Gefyra Lectures

Lecture on December 10, 2022: My Rembetika Blues: A film screening and discussion with director Mary Zournazi

My Rembetika Blues is a film about the power of music and what makes us human. Rembetika music or the Greek blues is a music of the streets and a music of refugees. The film explores the heart and soul of Rembetika music through peoples’ stories of love, loss and belonging.

Rembetika developed its roots from migrant experience. Mary Zournazi’s grandmother was one of the 1.2 million refugees who fled the Smyrna disaster in Turkey in 1922 and arrived at the Port of Piraeus in Greece. She, like many, became part of a movement of people, and of tradition, which saw the birth Rembetika.

Lecture on May 7, 2023: Historical Trajectories of Hellenism in Asia Minor by Paschalis Kitromilides (Academy of Athens)

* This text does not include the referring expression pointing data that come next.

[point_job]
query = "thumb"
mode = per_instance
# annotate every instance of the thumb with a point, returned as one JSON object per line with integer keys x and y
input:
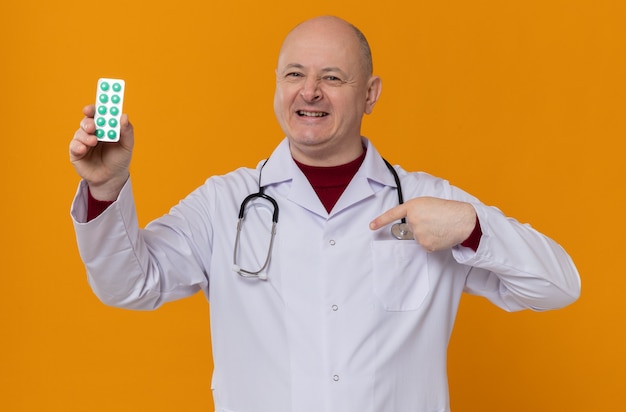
{"x": 391, "y": 215}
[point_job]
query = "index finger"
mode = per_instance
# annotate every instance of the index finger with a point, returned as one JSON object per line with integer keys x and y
{"x": 391, "y": 215}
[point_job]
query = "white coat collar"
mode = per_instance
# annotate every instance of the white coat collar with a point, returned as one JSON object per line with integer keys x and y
{"x": 281, "y": 168}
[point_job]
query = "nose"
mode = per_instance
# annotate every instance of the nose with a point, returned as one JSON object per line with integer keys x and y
{"x": 311, "y": 91}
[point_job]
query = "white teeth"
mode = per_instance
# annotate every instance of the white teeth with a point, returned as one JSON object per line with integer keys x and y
{"x": 311, "y": 114}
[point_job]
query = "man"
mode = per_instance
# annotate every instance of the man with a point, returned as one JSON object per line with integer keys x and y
{"x": 333, "y": 313}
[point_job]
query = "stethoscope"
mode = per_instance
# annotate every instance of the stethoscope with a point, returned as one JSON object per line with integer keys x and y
{"x": 400, "y": 230}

Professor Paschalis Kitromilides will present a survey of the Greek presence in Asia Minor from the original Greek colonization in antiquity to the exodus of the Greek population of the peninsula in the third decade of the twentieth century. He will examine the unity of the Greek world on both shores of the Aegean, East and West, for three millennia. Special attention will be paid to the modern period and to the cultural achievements of the “last Hellenism in Asia Minor”.

Lecture on October 4, 2023: Aesthetics of Crisis: Political Street Art and Graffiti in Athens, 2013-2023 by Professor Julia Tulke, Emory University. 

This talk recapitulates the first ten years of Aesthetics of Crisis, a longitudinal research project that has documented and examined political street art and graffiti in Athens since 2013, generating an archive of nearly 7000 photographs. Initially probing the walls of the city as an artifact of and site of performative response to the Greek debt crisis, the project has since adopted the notion of political street art as a “barometer” and method capable of rendering visible shifting currents of crisis and contestation. Over the course of a decade, the project has traced and contextualized street-level responses to the 2015 austerity referendum, the growing visibility of feminist and queer protest and expression since the mid-2010s, the emergence anti-Airbnb and anti-gentrification graffiti since 2019, reactions to the COVID-19 pandemic and first lockdowns of 2020 and, most recently, the turn to graffiti removal as an aspirational performance of post-crisis. By weaving together ethnographic and documentary sensibilities attuned to the complex material and affective realities of everyday life, Aesthetics of Crisis offers a polyphonic counterpoint to the narrow and often fetishizing representation of the “crisis city” Athens through uncritical celebrations of “crisis creativity” and the attendant assertion that “Athens is the new Berlin.”